私は声が大きいと、患者さんから指摘されたことがあります。しかしこれは私に限らず、私の敬愛するとある先生も声が大きいといわれています。なかなかかっこいい先生で、声もいい響きです。

現在私の親戚が、この先生に診てもらっているのですが、先日診察時に私の話題が出た、とお聞きしました。そのときも、私の話題のせいか、声が大きかった、と。

この先生とのお付き合いも、大学以来ですから、かれこれ20年近く、いろいろとご指導いただきました。きっと今も、大きな声で厳しく指導されていることと、思います。

この先生の思い出は、一緒に酒飲んだ話もあれば、つらかった時に話を聞いていただいたことも、そして若干の苦い思いでも、あります。
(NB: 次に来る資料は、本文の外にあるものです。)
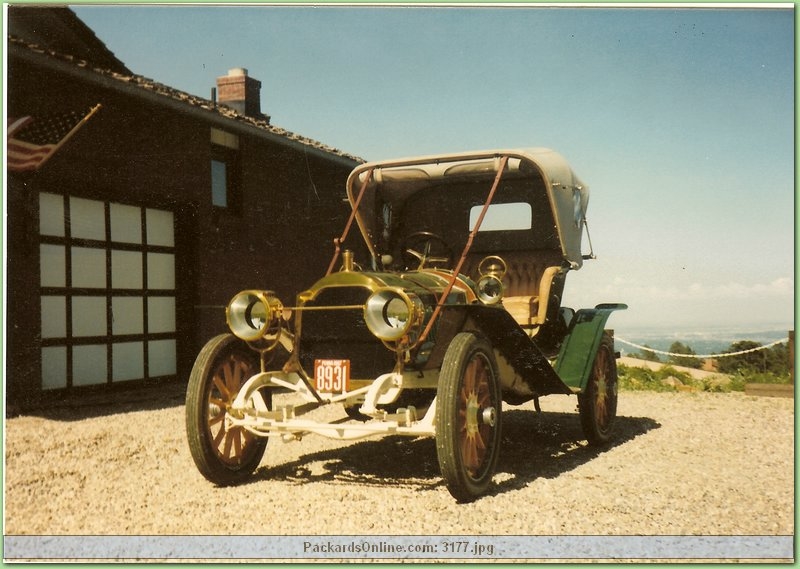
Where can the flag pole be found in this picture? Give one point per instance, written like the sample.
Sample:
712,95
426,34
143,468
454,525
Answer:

でもやはり、この先生に指導してもらってよかった、そしてメールでいろいろと相談できて、本当にいい先生に出会えてよかった、と思っています。

こうした先生は、他にも数名いらっしゃいますが、まずはこの先生をお話しましょう。

さて、写真は通勤途上にあるガソリン屋の看板です。この界隈は、激戦区のようであり、お互いの協定もあるようで、看板に表示されるガソリンのお値段は不思議なことにほぼ同一です。しかし、内部に入ると、微妙に値引きされていて、お値段が違います。

医療も同じかな、とふと感じました。ただ、ガソリンなら同じものと思いますが、医療の質と量は評価に困ります。単純に比較できませんが・・・。